THE USE OF SIMILARITY MEASURES ON WORD LIST

ADEDIRAN SAMUEL OLUWOLE
Computer Science, Federal University of Agriculture, Abeokuta
January, 2015
Full text (external site)
 

Abstract

This proposed project refers to a general problem of having a particular word (pattern) which is
to be looked for amongst a variety of words in an established database. This was made possible
using the application of just three algorithms. So, the development of an application has been
made possible to search for words and get results that are similar to the word using these three
algorithms. They are Knutt-Morris-Pratt, Boyer-Moore and Jaro Winkler.

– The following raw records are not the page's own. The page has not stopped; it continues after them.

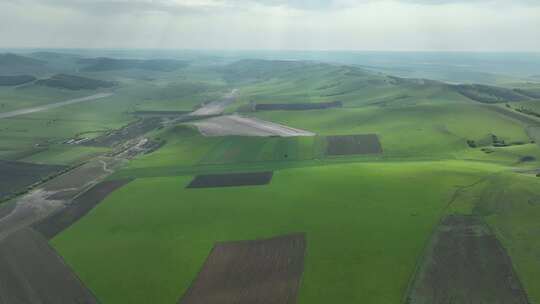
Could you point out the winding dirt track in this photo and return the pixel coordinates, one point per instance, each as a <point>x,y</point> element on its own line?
<point>53,105</point>
<point>216,107</point>
<point>52,195</point>
<point>245,126</point>
<point>32,272</point>
<point>251,272</point>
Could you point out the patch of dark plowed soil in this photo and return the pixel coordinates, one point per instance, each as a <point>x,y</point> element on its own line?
<point>231,180</point>
<point>353,144</point>
<point>465,263</point>
<point>16,176</point>
<point>489,94</point>
<point>15,80</point>
<point>160,113</point>
<point>72,82</point>
<point>32,272</point>
<point>297,106</point>
<point>128,132</point>
<point>250,272</point>
<point>79,207</point>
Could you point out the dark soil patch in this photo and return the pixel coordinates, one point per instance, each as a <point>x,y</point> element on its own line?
<point>32,272</point>
<point>353,144</point>
<point>297,106</point>
<point>131,131</point>
<point>15,80</point>
<point>17,176</point>
<point>250,272</point>
<point>72,82</point>
<point>231,180</point>
<point>79,207</point>
<point>465,263</point>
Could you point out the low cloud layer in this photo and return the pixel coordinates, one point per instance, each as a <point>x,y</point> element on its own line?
<point>475,25</point>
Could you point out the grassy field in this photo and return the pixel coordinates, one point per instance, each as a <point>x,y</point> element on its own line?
<point>148,240</point>
<point>367,217</point>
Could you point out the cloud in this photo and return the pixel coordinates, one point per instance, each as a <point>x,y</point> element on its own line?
<point>273,24</point>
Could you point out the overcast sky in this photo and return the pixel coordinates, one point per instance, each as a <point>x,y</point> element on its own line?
<point>446,25</point>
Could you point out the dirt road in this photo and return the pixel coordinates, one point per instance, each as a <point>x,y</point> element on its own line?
<point>54,105</point>
<point>216,107</point>
<point>245,126</point>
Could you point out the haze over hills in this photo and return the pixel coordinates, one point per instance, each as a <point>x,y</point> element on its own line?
<point>330,161</point>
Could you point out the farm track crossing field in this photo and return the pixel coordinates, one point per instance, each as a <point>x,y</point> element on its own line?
<point>366,217</point>
<point>32,272</point>
<point>54,105</point>
<point>466,264</point>
<point>147,241</point>
<point>353,144</point>
<point>231,180</point>
<point>250,272</point>
<point>297,106</point>
<point>16,176</point>
<point>79,207</point>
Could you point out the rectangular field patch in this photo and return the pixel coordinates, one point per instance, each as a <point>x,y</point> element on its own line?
<point>353,144</point>
<point>15,176</point>
<point>297,106</point>
<point>465,263</point>
<point>231,180</point>
<point>79,207</point>
<point>250,272</point>
<point>32,272</point>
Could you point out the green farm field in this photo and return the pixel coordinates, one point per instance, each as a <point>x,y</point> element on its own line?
<point>447,149</point>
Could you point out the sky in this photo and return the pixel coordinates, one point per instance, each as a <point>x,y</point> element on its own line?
<point>376,25</point>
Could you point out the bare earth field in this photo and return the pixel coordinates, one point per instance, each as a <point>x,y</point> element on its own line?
<point>250,272</point>
<point>353,144</point>
<point>465,263</point>
<point>231,180</point>
<point>32,272</point>
<point>244,126</point>
<point>18,175</point>
<point>79,207</point>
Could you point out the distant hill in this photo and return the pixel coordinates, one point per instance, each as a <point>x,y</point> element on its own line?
<point>12,64</point>
<point>110,64</point>
<point>15,80</point>
<point>71,82</point>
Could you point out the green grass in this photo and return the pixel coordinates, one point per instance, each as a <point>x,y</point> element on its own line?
<point>367,218</point>
<point>65,155</point>
<point>147,241</point>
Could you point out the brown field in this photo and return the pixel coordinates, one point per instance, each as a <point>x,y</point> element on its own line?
<point>231,180</point>
<point>245,126</point>
<point>465,263</point>
<point>16,176</point>
<point>353,144</point>
<point>32,272</point>
<point>250,272</point>
<point>53,195</point>
<point>79,207</point>
<point>297,106</point>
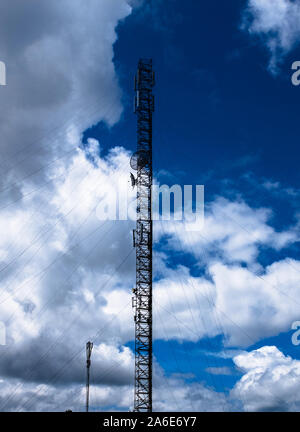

The data sets used as
input to the three algorithms are word list of the same group of words which shows text and
pattern matching. KMP is the best to determine the nearest pattern matching compared to Boyer-
Moore and Jaro Winkler. It gives the highest similarity value followed by Boyer-Moore and Jaro
Winkler.These three algorithms work in their own different distinct ways to give out the result
needed as regards to the kind of pattern that is being looked for. These algorithms were
implemented and word lists as a group of words serve as input data. This kind of a scenario
resembles or is similar to the common dictionary that we have when looking for a
particular word. We can also say that this is similar to the way the series of famous search
engines that we have today like google work out.